Institutionelle Diskriminierung und institutioneller Rassismus sind insbesondere für Betroffene schwierig zu erkennen und noch schwieriger zu benennen. Oft wird die Diskriminierung mit dem Fehlverhalten Einzelner begründet, gleichzeitig haben Individuen nur bedingt die Möglichkeit, diskriminierende Strukturen zu verändern.
„Und wenn man dann halt merkt: egal, was man macht, egal, wo man arbeitet, es reicht dann irgendwie doch vorne und hinten nicht.

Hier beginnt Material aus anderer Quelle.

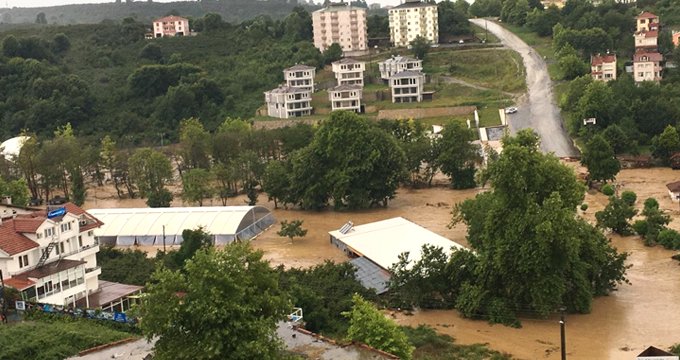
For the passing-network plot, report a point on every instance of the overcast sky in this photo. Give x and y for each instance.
(37, 3)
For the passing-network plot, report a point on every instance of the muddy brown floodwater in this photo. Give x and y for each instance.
(644, 313)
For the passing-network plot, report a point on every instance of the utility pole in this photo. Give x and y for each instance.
(562, 334)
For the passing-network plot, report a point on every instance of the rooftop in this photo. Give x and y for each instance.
(383, 241)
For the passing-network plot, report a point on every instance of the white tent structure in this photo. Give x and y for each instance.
(156, 226)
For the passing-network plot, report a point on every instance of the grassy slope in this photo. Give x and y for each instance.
(53, 340)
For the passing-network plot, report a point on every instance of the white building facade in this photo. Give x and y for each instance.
(397, 64)
(411, 19)
(407, 86)
(346, 97)
(287, 102)
(300, 76)
(349, 72)
(51, 260)
(342, 24)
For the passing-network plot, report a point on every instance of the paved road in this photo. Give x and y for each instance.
(539, 111)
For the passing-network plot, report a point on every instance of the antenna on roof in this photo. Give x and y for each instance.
(346, 228)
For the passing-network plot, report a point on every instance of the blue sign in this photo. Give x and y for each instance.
(56, 213)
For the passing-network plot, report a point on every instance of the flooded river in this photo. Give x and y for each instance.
(646, 312)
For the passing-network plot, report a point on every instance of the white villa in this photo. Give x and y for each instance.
(398, 64)
(286, 102)
(300, 76)
(349, 71)
(346, 97)
(407, 86)
(50, 257)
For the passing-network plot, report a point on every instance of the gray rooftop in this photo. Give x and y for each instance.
(407, 74)
(371, 275)
(299, 67)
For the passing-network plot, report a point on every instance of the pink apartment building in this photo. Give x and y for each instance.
(171, 26)
(342, 24)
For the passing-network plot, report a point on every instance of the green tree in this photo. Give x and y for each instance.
(420, 46)
(371, 327)
(533, 252)
(151, 171)
(599, 158)
(616, 216)
(224, 304)
(196, 185)
(458, 155)
(666, 144)
(292, 229)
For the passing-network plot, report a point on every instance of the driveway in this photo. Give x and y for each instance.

Und dann, ständig muss man was beantragen […] Ich habe ja dann natürlich überall auch Vergünstigungen gekriegt, das kann man ja alles beantragen, das hieß dann aber auch: Ich muss dann zum Verein rennen, ich muss dann zur Schule rennen, mich überall offenbaren. Und das ist einem dann natürlich irgendwann unangenehm, also ist ja irgendwie logisch. Aber, ja, das würde ich auf jeden Fall sagen, das war schon sehr anstrengend.“ (Frau B, 00:24:21)
Dabei wirkt Diskriminierung durch Behörden, Ämter, Kitas, Schulen oder durch die Polizei aufgrund der gegebenen Macht- und Abhängigkeitsverhältnisse besonders schwer und bleibt Ausdruck gesellschaftlicher Macht- und Herrschaftsverhältnisse. Anders als der Kontakt mit Einzelpersonen ist der Umgang mit ihnen nicht zu vermeiden, ganz im Gegenteil, die Auseinandersetzung mit Institutionen ist für die Frauen die einzige Möglichkeit, das eigene Leben in MV zu gestalten und abzusichern.